What we are living is scary and uncertain, but this bravery made me rise out of bed every morning refusing to be crippled with fear and paralyzing anxiety and brainlessly strolling through the news reading every single piece of information that was being fed to me. Why did I not need to do that anymore? Because I got it. I understood that we are at war. Just as the generations before us, we are living through a war. Of course it is different in so many ways from the wars we are used to learning about in high school and college; one important difference being that we cannot see the enemy. Nonetheless, we must still fight it. I understood that this was not about what COVID-19 was doing to my life with my husband or my dreams of us being together, but what it is doing to the entire world. And I, little old me, actually have a role to play and I will darn well play it as selflessly as I can. I have my grandmother to thank for this as I hear her voice telling me how she remembers the way the Wehrmacht’s leather boots wrinkled at the ankles and tracked an inch of mud into their home while they searched for weapons in any excuse to execute her father and any other man in their village during WWII. I don’t know a lot of things but I know that sacrificing a couple of months away from my husband and self-quarantining are two things I would much rather do than live through the terror of WWII.

Queue our generation; the young, the strong, the resilient.

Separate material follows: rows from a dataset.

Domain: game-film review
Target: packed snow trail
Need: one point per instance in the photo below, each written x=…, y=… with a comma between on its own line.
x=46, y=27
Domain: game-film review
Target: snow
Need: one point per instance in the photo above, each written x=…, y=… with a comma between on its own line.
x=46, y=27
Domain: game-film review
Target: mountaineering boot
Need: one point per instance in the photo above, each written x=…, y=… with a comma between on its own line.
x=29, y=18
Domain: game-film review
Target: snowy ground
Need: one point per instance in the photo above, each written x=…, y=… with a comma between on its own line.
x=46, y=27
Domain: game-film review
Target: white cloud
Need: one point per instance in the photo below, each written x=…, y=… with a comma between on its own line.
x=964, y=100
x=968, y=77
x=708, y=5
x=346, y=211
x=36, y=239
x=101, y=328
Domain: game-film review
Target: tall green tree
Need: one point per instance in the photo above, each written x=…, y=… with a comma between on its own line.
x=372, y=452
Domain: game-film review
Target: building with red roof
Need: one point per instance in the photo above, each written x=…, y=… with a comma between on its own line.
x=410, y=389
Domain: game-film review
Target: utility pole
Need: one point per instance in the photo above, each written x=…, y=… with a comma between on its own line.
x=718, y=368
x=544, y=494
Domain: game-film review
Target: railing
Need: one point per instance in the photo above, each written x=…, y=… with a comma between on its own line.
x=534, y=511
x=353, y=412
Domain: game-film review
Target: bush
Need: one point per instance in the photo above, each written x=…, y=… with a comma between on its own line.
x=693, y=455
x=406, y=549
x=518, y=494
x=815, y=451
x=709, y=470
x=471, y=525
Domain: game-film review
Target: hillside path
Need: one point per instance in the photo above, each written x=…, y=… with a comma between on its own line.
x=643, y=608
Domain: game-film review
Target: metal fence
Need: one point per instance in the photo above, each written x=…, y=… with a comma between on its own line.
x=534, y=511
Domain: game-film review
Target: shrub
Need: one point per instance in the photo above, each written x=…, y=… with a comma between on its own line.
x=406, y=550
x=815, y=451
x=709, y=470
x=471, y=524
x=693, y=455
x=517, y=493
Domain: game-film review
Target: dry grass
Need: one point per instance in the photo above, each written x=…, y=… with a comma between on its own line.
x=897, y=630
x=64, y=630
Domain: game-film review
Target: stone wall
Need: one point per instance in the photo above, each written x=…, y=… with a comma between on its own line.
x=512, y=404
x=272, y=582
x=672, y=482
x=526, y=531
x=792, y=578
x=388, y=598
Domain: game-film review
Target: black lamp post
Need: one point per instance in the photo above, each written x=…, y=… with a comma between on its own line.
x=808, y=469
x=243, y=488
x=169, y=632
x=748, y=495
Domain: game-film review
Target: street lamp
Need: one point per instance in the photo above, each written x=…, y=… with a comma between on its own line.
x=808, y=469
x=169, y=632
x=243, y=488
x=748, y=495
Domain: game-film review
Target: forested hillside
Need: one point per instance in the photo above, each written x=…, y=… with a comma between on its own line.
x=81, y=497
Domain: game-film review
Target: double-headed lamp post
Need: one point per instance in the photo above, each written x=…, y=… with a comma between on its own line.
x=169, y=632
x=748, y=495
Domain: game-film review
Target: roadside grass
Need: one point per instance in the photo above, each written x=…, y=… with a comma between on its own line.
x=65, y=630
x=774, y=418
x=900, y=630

We have an opportunity, maybe once in a lifetime, to actually change the course of history. This – I can tell you from reading my own share of history books while trying not to fall asleep in my 3:00 PM history class at Temple University – does not happen every day. We must play our role in stopping COVID-19 and stay home. We must take care of ourselves while taking care of our families and the elderly in our communities. Instant gratification runs in our blood but we must, for just a short time, go against our nature and sacrifice our plans, our travels, our parties, our gatherings, and our endless outings for a temporary period of time to help save others, many who are older and who, in their own younger years, sacrificed too so that we can thrive today. I am doing it with my husband every day and I know exactly why I am doing it. And you know what? It feels better than it hurts to be apart.